The June data in general saw little change in California exports in real terms, with the numbers down slightly from a year ago but essentially level from pre-pandemic June 2019. Imports continued to exhibit strong growth in both nominal and real terms, in part by the continuing drive by importers to get ahead of potential West Coast port labor actions and other looming trade disruptions. California’s relative position in terms of total trade through the state’s ports and origin exports continued to weaken both in response to these challenges and given the long-term trend, the declining competitiveness of the state as a trade conduit due to rising costs, lag in infrastructure and warehousing capacity, and increasing regulations on critical trade related operations.
As indicated in the following charts from Vanda Research, congestion off the San Pedro Bay ports is showing improvement as the number of ships at anchor, loitering, or slow steaming are down from their previous highs, although this still remains a factor in the broader sources of continuing supply disruptions. Congestion, however, continues to move inland as containers remain within or near the ports for lengthier periods as the results of shortages in drivers and warehousing space.
Rather than working to help relieve this component of the supply chain disruptions contributing to shortages and inflation, the state Department of Justice continues to wage a litigation strategy against new warehouse expansions and the blue collar, middle class wages they provide. In spite of a growing truck driver shortage, state regulations are now in the process of shutting down a core component of the overall supply, the independent owner-operators that comprise a quarter of the total number of truck drivers currently working in the state.

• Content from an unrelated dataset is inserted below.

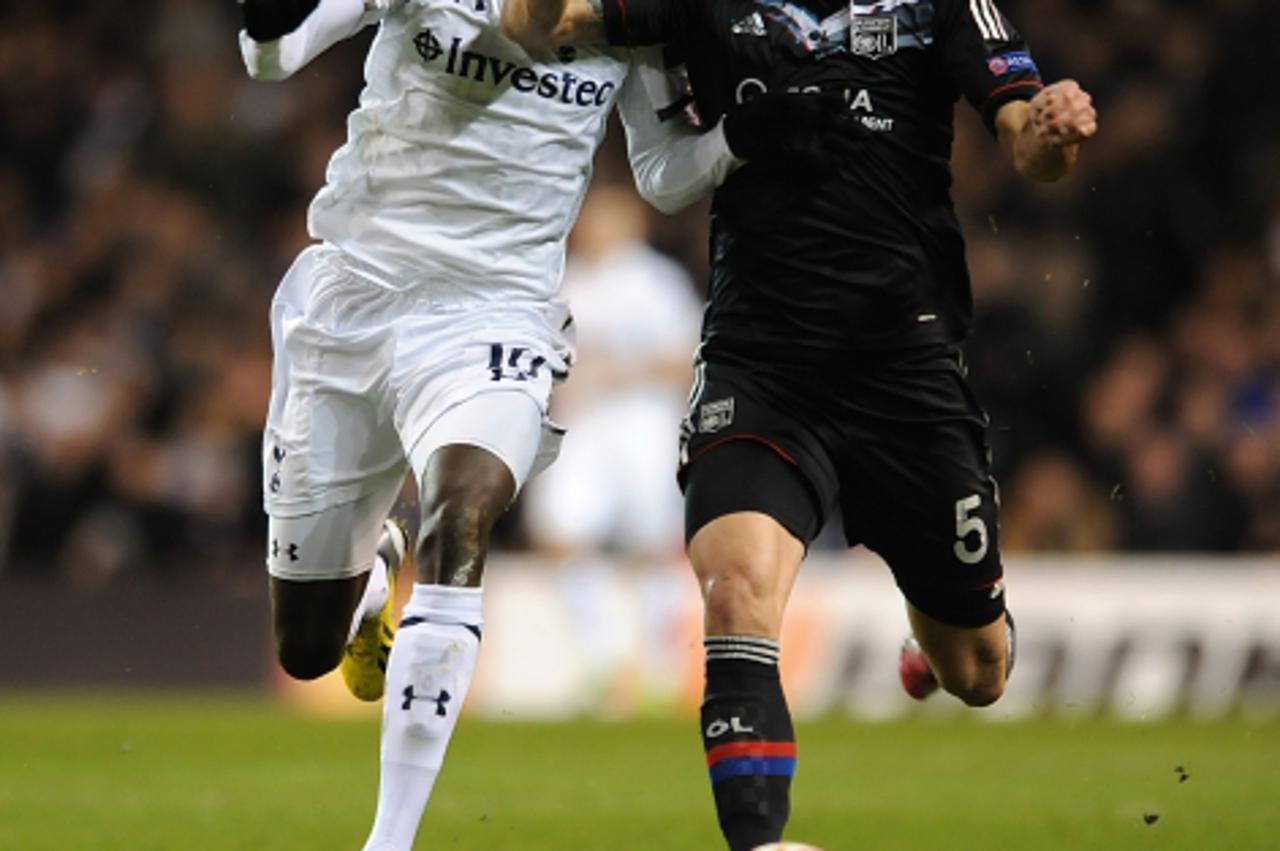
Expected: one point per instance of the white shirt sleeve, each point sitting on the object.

Under the AB 5 (2019) regulations, these truck drivers will no longer be able to work as self-employed operators but instead will be able to work in the state only if they become a wage and salary employee of a larger company. As shown in their recent demonstrations at ports in Los Angeles and Oakland, at least a sizeable component of these workers prefer to continue working as their own boss, retaining the work flexibility they now have while also beginning a small business that as it grows provides a source of income mobility and family wealth creation. Independent operators who want to continue operating as their own business instead are leaving the state or being told by their customers they need to leave the state if they want to continue as a small business owner.

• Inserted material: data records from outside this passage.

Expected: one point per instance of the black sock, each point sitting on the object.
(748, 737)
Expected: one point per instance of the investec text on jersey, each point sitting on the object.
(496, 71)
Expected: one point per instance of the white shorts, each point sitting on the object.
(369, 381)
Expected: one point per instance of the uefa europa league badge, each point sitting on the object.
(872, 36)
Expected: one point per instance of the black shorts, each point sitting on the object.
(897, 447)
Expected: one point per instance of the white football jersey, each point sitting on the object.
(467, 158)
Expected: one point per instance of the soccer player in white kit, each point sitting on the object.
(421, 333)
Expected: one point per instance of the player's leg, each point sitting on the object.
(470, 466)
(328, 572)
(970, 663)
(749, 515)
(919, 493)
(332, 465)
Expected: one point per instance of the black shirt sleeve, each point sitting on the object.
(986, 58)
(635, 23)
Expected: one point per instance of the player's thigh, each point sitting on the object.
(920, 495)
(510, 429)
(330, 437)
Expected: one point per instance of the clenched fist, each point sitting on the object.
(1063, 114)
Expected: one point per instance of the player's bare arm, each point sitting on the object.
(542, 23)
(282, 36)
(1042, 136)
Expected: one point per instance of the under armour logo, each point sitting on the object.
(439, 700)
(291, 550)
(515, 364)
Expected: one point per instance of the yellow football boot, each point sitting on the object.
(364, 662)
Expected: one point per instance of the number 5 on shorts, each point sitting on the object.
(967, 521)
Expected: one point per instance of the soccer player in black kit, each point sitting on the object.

One of the positive trends to come out of the pandemic period was the rapid shift to telecommuting, that preserved jobs and household incomes for a sizeable portion of the state. As Covid continues to ease, a large share of these workers show strong preference for maintaining this work arrangement in no small part because of the flexibility and opportunities for work-life balance it provides. As detailed in the Center’s report on this trend, the state’s labor laws largely restricted this option to what Joel Kotkin terms the “laptop class,” the professionals, lawyers, tech workers, and other higher income white collar workers. A much broader range of wage levels are capable of doing their work by telecommuting or other flexible work arrangements, but state labor law restrictions unique to California limit this option only to the higher wage components. AB 5 in the case of independent operators adds a new layer of such restrictions, forcing 72,200 truck drivers to decide whether they must leave the state. While state policies continue to profess concern over economic inequality, state regulations continue to favor the laptop class while increasing costs and diminishing opportunities for the lunch bucket class of workers.
The declining competitiveness of the state is also shown in the recent rankings by the World Bank of comparative global port performance. As measured by two different analytical approaches to determine the number of port hours per ship call, Los Angeles and Long Beach ranked at the bottom of 370 ports assessed worldwide. Port of Oakland fell within the bottom 12. The other California port, Port Hueneme, did better but still ranked in the bottom third at 269 (administrative approach) and 274 (statistical approach).
As shown from these rankings, congestion both from delayed ships and lack of sufficient infrastructure and workers further on in the supply chain remains a pressing problem for California and for this critical blue collar, middle-class wage sector. And it remains at levels that is causing key players to bypass the state, as indicated in the recent decision by BNSF railroad to extend their embargo of many westbound shipments to California as the only option they have to deal with the increasing congestion issues.